Some of the assertions in this article are simply no more than a crock of sh*t and furthermore totally false.

(1)Moynihan has much more than 2 direct reports. Since the article builds on this factual error, the other assertions too are -- you guessed it, a crock of sh*t
(2)Joe Price a potential CEO candidate - get real on this.
(3)The lawsuits are mostly directed to Legacy Asset Servicing which was carved out from Home Loans(Desoer) back in Feb. There's a different exec in charge of the lawsuits -- Desoer's peer before the reorg.

Tim Glynn's picture
Tim Glynn - Sep 8, 2011

The well established term is neither de-layering nor exfoliation. It is defenestration.

Jeffry Pilcher | The Financial Brand's picture
Jeffry Pilcher ... - Sep 10, 2011

If Moynihan's job is in jeopardy, then his firing two people isn't going to change anything.

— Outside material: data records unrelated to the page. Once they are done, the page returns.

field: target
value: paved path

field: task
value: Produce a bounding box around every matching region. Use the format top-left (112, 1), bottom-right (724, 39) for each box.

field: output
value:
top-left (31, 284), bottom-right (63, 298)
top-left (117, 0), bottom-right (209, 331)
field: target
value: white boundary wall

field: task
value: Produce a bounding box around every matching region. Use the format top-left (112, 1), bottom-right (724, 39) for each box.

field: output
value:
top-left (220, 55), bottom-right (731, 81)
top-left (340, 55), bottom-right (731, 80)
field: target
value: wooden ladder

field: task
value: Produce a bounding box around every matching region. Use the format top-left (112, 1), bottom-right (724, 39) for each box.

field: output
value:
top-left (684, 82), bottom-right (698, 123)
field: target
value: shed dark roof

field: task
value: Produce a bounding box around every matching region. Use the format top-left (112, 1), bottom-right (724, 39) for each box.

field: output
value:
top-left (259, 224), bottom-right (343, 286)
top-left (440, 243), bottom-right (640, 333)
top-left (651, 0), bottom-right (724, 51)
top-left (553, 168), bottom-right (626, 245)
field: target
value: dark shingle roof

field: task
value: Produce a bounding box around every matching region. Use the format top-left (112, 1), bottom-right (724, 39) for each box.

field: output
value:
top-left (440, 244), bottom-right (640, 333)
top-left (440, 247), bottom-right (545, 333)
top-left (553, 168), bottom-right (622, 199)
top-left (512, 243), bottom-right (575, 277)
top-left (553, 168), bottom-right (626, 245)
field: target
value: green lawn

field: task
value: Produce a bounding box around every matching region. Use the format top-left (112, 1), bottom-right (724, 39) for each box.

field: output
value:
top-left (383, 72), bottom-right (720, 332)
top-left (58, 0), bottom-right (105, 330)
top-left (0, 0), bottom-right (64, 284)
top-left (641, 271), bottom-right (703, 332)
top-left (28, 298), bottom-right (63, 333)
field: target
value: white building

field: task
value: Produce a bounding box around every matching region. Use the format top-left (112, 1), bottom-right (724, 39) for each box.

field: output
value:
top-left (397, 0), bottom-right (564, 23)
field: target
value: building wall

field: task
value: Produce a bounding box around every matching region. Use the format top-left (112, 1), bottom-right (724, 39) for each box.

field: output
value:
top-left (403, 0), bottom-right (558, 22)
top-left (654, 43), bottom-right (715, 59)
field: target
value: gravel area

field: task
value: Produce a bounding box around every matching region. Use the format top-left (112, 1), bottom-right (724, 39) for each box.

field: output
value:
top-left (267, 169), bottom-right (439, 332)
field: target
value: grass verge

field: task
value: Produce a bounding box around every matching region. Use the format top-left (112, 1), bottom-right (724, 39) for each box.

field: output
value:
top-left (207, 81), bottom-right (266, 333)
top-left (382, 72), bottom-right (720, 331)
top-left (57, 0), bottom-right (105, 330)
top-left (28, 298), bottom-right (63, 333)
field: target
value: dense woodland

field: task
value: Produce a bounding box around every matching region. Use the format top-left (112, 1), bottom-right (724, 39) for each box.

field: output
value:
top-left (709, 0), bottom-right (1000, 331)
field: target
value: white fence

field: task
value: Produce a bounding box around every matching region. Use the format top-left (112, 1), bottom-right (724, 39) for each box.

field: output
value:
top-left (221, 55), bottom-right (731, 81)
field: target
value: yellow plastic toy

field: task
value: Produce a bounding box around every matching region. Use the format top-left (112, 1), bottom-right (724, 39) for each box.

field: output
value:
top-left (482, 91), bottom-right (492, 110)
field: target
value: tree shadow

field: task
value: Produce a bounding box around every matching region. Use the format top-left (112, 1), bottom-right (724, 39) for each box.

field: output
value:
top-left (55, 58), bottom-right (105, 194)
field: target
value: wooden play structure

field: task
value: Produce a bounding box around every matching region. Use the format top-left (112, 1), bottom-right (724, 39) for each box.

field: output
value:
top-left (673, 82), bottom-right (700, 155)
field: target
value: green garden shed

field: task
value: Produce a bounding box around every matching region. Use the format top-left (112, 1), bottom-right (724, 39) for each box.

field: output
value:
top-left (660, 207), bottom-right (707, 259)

I see nothing in the article that explains why Krawcheck or Price were considered rivals by Moynihan, or why they were in line for the CEO spot. The only facts I see in this report are that Krawcheck and Price were fired, and that two new people are being brought in. The rest is theory. If we are to accept this article's interpretation of facts, then all at-risk CEOs should always axe the C-suite's top performers and replace them with ineffectual eunechs.

The mystery and intrigue that afflicted HP's board was an entirely different situation. Invoking it here feels like a bit of a stretch. They had people breaking laws, leaking information.

NURREDIN's picture
NURREDIN - Sep 8, 2011

As a former employee of Bank of America,I can tell you the problems will not be resolved with these latest moves, and may just exacerbate the problem. The ingrained, institutionalized unethical behavior of management will not be changed. So now you have an inexperienced CEO handling a crew of immoral,unethical managers at EVERY level. You just made the situation worse.